Nigerian Politician Loses Appeal Against UK Money-Laundering Conviction

Nigerian Politician Loses Appeal Against UK Money-Laundering Conviction
James Ibori, former governor of Nigeria's Delta State, speaks after a court hearing outside the Royal Courts of Justice in London on Jan 31, 2017. Reuters/Estelle Shirbon/File Photo
Reuters
Updated:

LONDON—A Nigerian politician who was jailed in Britain for laundering tens of millions of dollars in stolen public funds through British banks and properties lost an appeal against his conviction in London on Oct. 17.

The Court of Appeals ruling against James Ibori, a former governor of oil-producing Delta state in southern Nigeria, is a relief for the British authorities at a time when they are trying to stem the flow of dirty money from overseas through London.

Ibori, who at one time was one of Nigeria’s richest and most powerful men, pleaded guilty in a London court in 2012 to 10 counts of fraud and money laundering involving sums of at least 50 million pounds ($66 million).

He received a 13-year jail sentence of which he served half, as is common in the UK system, and is now back in Nigeria.
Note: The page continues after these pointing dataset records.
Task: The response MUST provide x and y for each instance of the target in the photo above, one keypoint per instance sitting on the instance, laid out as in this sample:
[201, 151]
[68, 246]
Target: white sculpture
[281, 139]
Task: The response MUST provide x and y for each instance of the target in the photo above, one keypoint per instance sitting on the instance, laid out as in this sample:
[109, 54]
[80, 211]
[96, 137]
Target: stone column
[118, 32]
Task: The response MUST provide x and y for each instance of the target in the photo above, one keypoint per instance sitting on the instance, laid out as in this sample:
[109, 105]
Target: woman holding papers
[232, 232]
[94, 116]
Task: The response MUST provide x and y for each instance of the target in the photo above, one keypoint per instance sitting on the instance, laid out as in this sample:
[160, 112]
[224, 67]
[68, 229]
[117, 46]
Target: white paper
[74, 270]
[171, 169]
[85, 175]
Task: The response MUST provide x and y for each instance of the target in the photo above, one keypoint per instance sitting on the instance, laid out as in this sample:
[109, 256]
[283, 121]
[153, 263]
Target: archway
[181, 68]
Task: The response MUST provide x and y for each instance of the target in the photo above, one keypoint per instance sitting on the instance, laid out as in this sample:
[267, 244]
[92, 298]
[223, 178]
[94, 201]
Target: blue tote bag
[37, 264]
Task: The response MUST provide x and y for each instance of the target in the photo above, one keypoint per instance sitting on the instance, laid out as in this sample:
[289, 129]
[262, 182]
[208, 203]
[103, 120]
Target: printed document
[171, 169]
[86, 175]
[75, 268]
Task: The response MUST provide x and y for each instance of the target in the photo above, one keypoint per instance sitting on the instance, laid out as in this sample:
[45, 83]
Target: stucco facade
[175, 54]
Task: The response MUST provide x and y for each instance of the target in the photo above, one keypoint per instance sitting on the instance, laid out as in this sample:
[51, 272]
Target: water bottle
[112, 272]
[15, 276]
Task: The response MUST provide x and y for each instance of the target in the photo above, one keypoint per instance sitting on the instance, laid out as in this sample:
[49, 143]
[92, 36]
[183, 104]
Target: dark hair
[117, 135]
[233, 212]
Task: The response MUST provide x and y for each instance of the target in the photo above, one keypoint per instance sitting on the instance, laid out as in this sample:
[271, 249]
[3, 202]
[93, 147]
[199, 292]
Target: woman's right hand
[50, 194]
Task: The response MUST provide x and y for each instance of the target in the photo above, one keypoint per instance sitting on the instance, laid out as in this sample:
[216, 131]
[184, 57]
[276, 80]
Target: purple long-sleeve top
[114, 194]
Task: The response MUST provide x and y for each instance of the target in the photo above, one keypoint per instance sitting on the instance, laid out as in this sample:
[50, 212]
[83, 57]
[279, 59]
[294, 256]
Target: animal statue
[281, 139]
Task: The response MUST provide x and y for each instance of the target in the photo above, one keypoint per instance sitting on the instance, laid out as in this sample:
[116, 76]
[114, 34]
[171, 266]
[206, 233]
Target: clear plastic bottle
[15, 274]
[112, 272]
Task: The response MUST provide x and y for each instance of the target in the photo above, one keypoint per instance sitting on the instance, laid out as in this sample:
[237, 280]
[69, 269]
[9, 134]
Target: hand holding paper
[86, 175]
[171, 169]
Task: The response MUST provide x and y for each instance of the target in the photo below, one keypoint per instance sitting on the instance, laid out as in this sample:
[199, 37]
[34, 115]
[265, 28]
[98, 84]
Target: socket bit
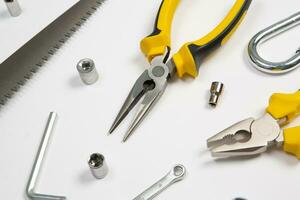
[14, 7]
[215, 91]
[98, 165]
[87, 71]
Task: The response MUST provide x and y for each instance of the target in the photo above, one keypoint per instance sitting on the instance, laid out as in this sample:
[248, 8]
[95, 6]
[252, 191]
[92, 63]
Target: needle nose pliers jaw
[150, 86]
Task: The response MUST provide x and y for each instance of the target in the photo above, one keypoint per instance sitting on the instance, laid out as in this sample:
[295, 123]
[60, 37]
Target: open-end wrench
[176, 174]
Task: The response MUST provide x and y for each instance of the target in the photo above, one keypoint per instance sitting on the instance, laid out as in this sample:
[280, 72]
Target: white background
[177, 128]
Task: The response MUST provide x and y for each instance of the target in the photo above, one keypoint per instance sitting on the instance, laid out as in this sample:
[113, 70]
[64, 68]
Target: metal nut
[98, 165]
[13, 7]
[215, 91]
[87, 71]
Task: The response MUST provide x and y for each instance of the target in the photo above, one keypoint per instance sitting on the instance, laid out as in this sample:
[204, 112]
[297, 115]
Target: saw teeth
[9, 90]
[16, 88]
[9, 94]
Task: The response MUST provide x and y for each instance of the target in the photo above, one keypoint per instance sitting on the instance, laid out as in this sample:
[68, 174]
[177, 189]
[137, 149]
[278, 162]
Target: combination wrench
[176, 174]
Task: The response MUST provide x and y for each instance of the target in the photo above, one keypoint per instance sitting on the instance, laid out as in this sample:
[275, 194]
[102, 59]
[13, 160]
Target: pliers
[150, 86]
[252, 137]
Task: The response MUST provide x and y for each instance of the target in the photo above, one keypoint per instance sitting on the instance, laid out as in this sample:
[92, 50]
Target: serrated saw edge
[20, 66]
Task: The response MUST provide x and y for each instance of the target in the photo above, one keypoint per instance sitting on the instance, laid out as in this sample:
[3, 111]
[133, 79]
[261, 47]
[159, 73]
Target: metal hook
[268, 33]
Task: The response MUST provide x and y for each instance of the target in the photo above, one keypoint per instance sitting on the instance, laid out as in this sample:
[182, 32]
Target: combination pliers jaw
[247, 137]
[252, 137]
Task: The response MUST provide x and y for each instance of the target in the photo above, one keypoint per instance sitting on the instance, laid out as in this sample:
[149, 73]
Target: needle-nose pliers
[150, 86]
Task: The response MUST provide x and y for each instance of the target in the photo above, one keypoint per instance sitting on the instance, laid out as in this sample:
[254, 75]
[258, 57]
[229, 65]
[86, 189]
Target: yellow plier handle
[160, 39]
[287, 106]
[191, 55]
Anti-corruption campaigners had hailed the case as a milestone for Nigeria, where no one of his stature had been successfully prosecuted, and for its former colonial ruler Britain, long seen as too complacent about the proceeds of Nigerian corruption being laundered in the UK.

“[The ruling] sends a clear message to the world that James Ibori, a man who stole millions from the Nigerian government and laundered those proceeds in the UK, has been rightly held to account,” said Ben Wallace, Britain’s minister for security and economic crime.

Ibori owned multimillion-pound homes in Britain, South Africa, and the United States, including an English country house near the private school where his children were being educated. He also owned a Jaguar and a Bentley and was buying a $20 million private jet at the time of his arrest.

This contrasted sharply with the situation in Delta state, a maze of mangrove creeks crisscrossed by pipelines and plagued by violent conflict over access to oil money, where most people make do without electricity or clean water.

Alleged Police Corruption

Wallace said that following the ruling, Britain would work with the Nigerian authorities to repatriate the criminal assets, to be used for the benefit of the Nigerian people.

“We will pursue this vigorously through the legal process,” he said.

Despite his guilty pleas, Ibori appealed his conviction, alleging that one of the British police officers who investigated him had taken bribes from a private detective in return for inside tips about the probe, an accusation that the officer denies.

Ibori also alleged that British prosecutors had covered up the corruption, tainting the judicial process. Those allegations had threatened to turn the case into a major embarrassment for Britain. But three senior appeal judges said the bribery wasn’t proven, and if, it had happened, Ibori himself had instigated it as the private detective was working for him.

“As Ibori was instrumental in [the officer’s] corruption, if corruption there was, he cannot, even arguably, rely upon it to escape his convictions,” the ruling said.

In a statement sent to media after the ruling, Ibori accused the Court of Appeal of being part of the cover-up and said he would take his case to the European Court of Human Rights.